Though perhaps a hard lesson, Johnson said it was a valuable learning experience and strong reminder to “stay on the curve.” When you push too hard, she said, you can end up becoming an outsider on the inside. Instead, it’s best to “meet the organization and the people where they are.”
Johnson stressed she alone cannot transform Lumen. Her job, she said, is to “lead the people who run the company.” That’s why one of her existential problems was getting the right people in the right roles from the start. Since taking the reins in November, Johnson has made three major hires, bringing in new executives to oversee the company’s product and enterprise sales divisions as well as customer experience.
With the team now in place, her job is about constantly supporting them as they execute on the plan.
‘Proudest moment’
Looking back on her career, Johnson said she was fortunate to have “amazing bosses” at every step along her path from UBS and Oracle to GE and Microsoft, each of whom taught her something different. She credited two strong female colleagues at UBS with taking her under their wing and teaching her not just about technology and banking but also about how to operate as an executive. That experience, she said, was “formative.”
Then there was Beth Comstock, who served as SVP and Vice Chair at GE during Johnson’s time there. Comstock had a “tremendous influence” on Johnson, helping her learn how to think about driving scale. At Oracle and Microsoft, too, there were male leaders who showed Johnson how to execute at scale and build engines for sales and support.
All these experiences culminated in Johnson’s appointment as Lumen’s CEO, which she called the “proudest moment in my career.”
Before her arrival, Johnson said she thinks Lumen made the right strategic moves in shedding non-core assets, such as its 20-state ILEC footprint and Latin American holdings.
“I think shaping the company to lean into our strengths is what the job is.
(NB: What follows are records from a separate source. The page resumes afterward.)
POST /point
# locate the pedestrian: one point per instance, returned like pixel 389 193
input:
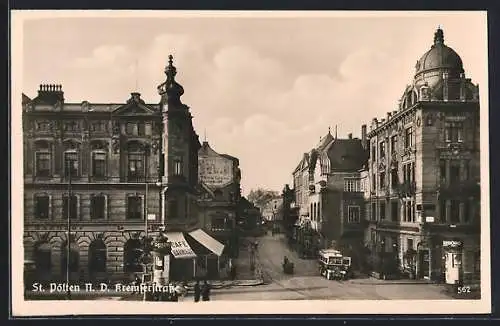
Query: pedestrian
pixel 233 272
pixel 205 291
pixel 197 291
pixel 180 290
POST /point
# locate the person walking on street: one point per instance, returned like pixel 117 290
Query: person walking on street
pixel 205 291
pixel 197 291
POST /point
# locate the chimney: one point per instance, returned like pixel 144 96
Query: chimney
pixel 363 136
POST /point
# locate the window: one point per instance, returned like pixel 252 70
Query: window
pixel 42 206
pixel 132 253
pixel 394 144
pixel 99 164
pixel 408 172
pixel 409 244
pixel 42 164
pixel 98 207
pixel 178 167
pixel 394 211
pixel 71 164
pixel 72 205
pixel 382 180
pixel 394 178
pixel 141 129
pixel 409 137
pixel 382 211
pixel 353 214
pixel 352 185
pixel 99 126
pixel 454 211
pixel 134 207
pixel 454 171
pixel 130 128
pixel 135 166
pixel 382 149
pixel 43 257
pixel 466 172
pixel 442 171
pixel 467 213
pixel 442 211
pixel 218 223
pixel 97 257
pixel 74 257
pixel 173 209
pixel 453 132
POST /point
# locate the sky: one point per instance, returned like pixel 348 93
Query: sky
pixel 263 88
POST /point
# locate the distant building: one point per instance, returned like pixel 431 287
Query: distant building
pixel 424 174
pixel 271 211
pixel 219 176
pixel 329 195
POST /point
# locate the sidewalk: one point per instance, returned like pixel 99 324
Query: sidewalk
pixel 376 281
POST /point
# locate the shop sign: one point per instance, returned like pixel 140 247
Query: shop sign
pixel 452 243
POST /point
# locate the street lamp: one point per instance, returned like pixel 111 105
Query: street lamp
pixel 69 166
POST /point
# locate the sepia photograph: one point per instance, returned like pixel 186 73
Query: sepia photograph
pixel 249 162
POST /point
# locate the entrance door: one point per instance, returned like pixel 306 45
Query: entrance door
pixel 424 264
pixel 452 268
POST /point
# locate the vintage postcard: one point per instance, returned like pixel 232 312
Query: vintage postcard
pixel 249 163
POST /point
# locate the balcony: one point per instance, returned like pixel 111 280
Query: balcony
pixel 406 189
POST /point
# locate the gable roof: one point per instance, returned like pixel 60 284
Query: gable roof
pixel 134 106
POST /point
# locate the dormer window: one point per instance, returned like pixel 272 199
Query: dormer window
pixel 178 167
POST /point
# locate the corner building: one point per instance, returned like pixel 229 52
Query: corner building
pixel 97 164
pixel 117 172
pixel 424 172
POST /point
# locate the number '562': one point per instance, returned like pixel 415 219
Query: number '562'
pixel 463 289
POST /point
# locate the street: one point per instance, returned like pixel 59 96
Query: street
pixel 304 284
pixel 307 284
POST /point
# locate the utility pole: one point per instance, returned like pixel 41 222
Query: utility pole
pixel 68 240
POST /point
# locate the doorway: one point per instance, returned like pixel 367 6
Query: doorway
pixel 452 267
pixel 424 263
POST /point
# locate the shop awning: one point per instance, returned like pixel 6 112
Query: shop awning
pixel 179 245
pixel 207 241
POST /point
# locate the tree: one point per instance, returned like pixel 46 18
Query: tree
pixel 262 197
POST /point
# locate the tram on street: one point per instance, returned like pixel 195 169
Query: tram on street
pixel 333 265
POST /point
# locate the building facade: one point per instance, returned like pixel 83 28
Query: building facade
pixel 423 172
pixel 219 177
pixel 106 177
pixel 96 165
pixel 329 195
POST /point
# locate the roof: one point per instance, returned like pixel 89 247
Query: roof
pixel 439 56
pixel 346 154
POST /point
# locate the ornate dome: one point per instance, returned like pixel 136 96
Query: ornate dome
pixel 440 57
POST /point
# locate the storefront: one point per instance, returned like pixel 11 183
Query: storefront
pixel 183 260
pixel 210 259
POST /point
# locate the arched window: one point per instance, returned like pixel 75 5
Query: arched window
pixel 43 257
pixel 74 257
pixel 132 253
pixel 136 162
pixel 97 256
pixel 43 158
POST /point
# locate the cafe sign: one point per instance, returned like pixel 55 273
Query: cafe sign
pixel 452 243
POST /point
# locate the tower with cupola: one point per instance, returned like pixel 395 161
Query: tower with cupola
pixel 180 145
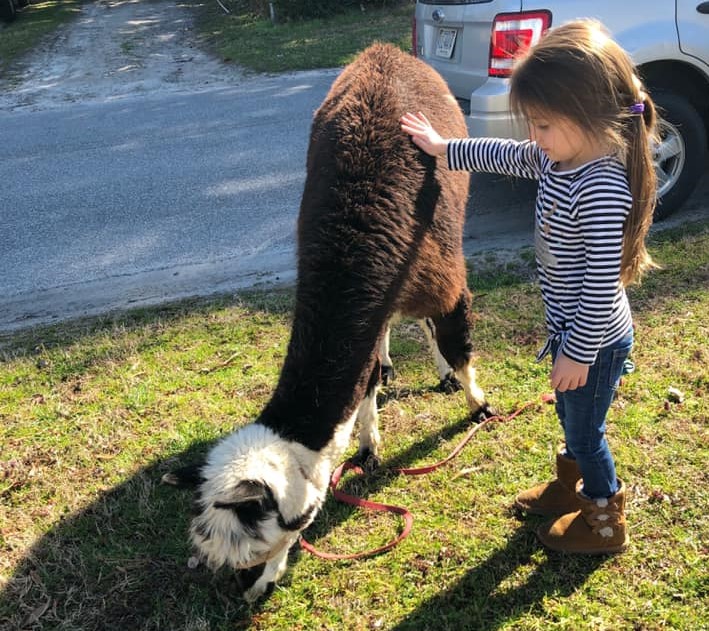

And that’s what’s been happening with the divestitures, is making sure we’re positioning ourselves for growth,” she said. “The network of partnerships that we now have at a global level optimize our ability to deliver what customers need in an efficient way.”
Johnson knows investors have heard the transformation story before and are wary. But she said the goal she’s laid out of achieving revenue and EBITDA stability by the end of 2024 is absolutely “doable.” Every change Lumen has made thus far, from capital allocation to new hires to culture, is geared toward that target.
“There’s always going to be pressure to show progress between now and then – and I think we’re going to be able to – but no one can expect a complete turnaround of a giant company overnight,” she concluded. “These things take time.”